Main Street merchants, one of the groups within the coalition, make the compelling argument that the failure of e-tailers to collect sales taxes at the time of sale is patently unfair, since bricks-and-mortar retailers must collect this additional expense when selling the same product. Such unfairness is exacerbated when considering who actually reinvests in local communities.
For example, Main Street merchants hire local citizens and sponsor community groups, while e-tailers use community infrastructure and reap the benefits of doing business in local communities, but are unlikely to reinvest in local communities in a manner similar to that of bricks-and-mortar retailers.
Developers at risk
Of all the groups within the coalition, developers may have the most to lose by an extension of the moratorium and the continued unwillingness to impose on e-tailers the obligation to collect sales taxes at the time of sale. State and local governments are unlikely to allow deterioration of their local infrastructure and services. The shortfall in revenues will likely be recouped through the imposition of new taxes and other governmental fees.

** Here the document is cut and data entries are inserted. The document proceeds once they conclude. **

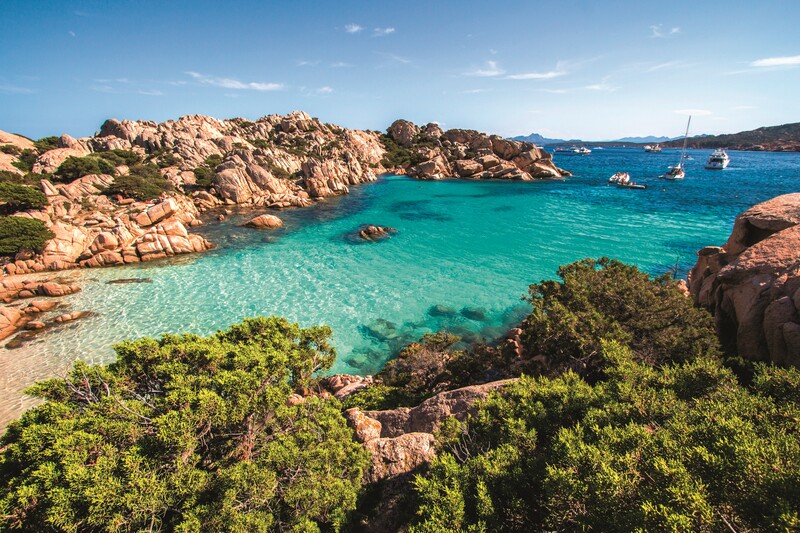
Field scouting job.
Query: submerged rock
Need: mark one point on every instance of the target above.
(474, 313)
(441, 310)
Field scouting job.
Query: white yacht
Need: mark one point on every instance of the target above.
(719, 160)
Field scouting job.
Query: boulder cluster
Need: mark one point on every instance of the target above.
(752, 283)
(470, 154)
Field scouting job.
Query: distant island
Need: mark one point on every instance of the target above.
(784, 138)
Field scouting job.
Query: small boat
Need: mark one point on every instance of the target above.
(719, 160)
(619, 177)
(676, 172)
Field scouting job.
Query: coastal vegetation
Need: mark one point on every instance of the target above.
(186, 433)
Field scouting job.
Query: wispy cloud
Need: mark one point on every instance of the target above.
(537, 75)
(786, 61)
(489, 71)
(695, 112)
(231, 83)
(658, 31)
(14, 89)
(602, 86)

Developers (and tenants, through increased pass-through expenses) will bear the greatest share of this burden, as it is their projects that create the need for such increased infrastructure and services. Commercial developers may even face the risk of “split roll” taxation, where higher taxes may be imposed on commercial property, while the status quo is maintained with respect to residential property.
Interestingly, a perpetuation of the current treatment of e-commerce and the collection of sales taxes may create a greater incentive for traditional retailers to create or enhance on-line subsidiary businesses. As the cost of operating bricks and mortar outlets increases, more and more retailers may create subsidiary companies with limited warehouse and distribution facilities (limiting the number of states with which a physical nexus may be established) to sell goods online in an effort to compete more effectively. The shift to e-tail will further perpetuate the problem by increasing Internet sales and further reducing collected sales tax revenues.

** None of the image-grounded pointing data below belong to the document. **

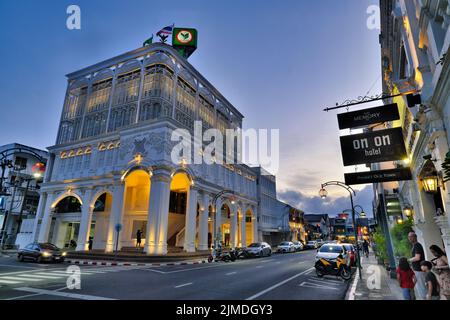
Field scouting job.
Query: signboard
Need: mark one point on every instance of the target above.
(365, 117)
(375, 146)
(184, 40)
(378, 176)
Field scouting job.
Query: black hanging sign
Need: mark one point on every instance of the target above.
(361, 118)
(378, 176)
(374, 146)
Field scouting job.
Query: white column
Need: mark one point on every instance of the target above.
(115, 217)
(85, 222)
(158, 214)
(233, 226)
(243, 235)
(203, 223)
(46, 220)
(191, 217)
(39, 213)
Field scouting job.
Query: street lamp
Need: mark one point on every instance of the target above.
(323, 193)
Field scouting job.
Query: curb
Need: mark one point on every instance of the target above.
(351, 293)
(133, 264)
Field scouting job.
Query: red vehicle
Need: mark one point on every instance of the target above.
(351, 253)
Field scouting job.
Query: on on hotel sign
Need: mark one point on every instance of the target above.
(371, 147)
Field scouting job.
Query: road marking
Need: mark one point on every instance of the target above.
(277, 285)
(184, 285)
(40, 276)
(316, 286)
(8, 281)
(19, 279)
(62, 294)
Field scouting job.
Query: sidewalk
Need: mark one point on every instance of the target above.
(375, 283)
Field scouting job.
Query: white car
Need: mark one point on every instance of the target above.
(331, 252)
(286, 246)
(298, 245)
(311, 245)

The coalition has created a groundswell of support for required tax collection at sale inception. A bipartisan group of lawmakers (led by U.S. Senator Byron Dorgan of South Dakota) is taking this position. As an alternative to collecting sales taxes, Senator Dorgan's approach would impose an obligation on e-tailers to collect use taxes and remit them to the appropriate state following sale consummation.

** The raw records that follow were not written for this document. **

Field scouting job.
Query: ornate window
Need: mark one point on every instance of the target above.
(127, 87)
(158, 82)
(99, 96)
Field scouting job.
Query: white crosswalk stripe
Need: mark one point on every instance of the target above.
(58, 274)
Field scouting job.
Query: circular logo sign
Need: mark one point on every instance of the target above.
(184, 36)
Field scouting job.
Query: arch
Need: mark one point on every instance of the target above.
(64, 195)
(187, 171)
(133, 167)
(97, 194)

This approach conceptually addresses the problem of minimizing lost sales tax revenue without imposing greater burdens on developers and retailers, while not affecting the moratorium on Internet use and access taxes.
Although the coalition has created an organizational base to oppose the continuation of the unfair tax treatment which e-tailers currently enjoy, by no means has the battle been won. If developers and their coalition partners are not able to persuade Congress to require remote e-tailers to collect sales or use taxes at the time of sale, real estate developers and bricks-and-mortar retailers face the prospect of more burdensome development requirements, in the form of higher taxes and development and impact fees. This may ultimately result in less commercial development and higher costs of goods for all consumers.
Gary Glick and Scott Grossfield are partners at Los Angeles-based Cox, Castle & Nicholson LLP, which provides a complete range of legal services to the real estate industry.